FIG. 4 shows a control set up wherein manual switch 36 is a three position switch permitting the switch pole piece to be engaged with contact 38 to provide the normal standby operation of the damper with the damper blades held open by energized motor 18. If, for any reason, it would be desired to close the damper blades, the pole piece of the switch could be moved to contact 40 terminating electrical energy flow to the motor and permitting the blades to close under the torque provided by the spring. Further, if it were desired to reopen the damper and if the ambient temperature was sufficiently high to cause the opening of switch 26, the pole piece would be moved to contact 42 to reenergize the motor and open the damper blades.
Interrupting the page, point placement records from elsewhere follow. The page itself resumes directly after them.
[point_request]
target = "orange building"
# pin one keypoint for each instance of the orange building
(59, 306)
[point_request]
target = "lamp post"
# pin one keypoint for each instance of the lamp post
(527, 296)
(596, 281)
A wide variety of other combinations could be selected for controlling the damper of this invention. However, the foregoing illustrate the advantages of a motor operated damper to permit selective opening or closing of the damper from remote locations. The opening or closing operation may become critically necessary in the case of fire. It is not always desired that the damper be closed at this time because it may be required that the damper be open to vent the building of noxious fumes and smoke or the like. It remains a condition for protective devices of this type that they be capable of automatic and instantaneous operation to close off building passages at critical junctures in case of fire. The combination of the thermal responsive control switch with an electric motor and a spring closing feature greatly enhances the versitility of use for protective devices of this kind.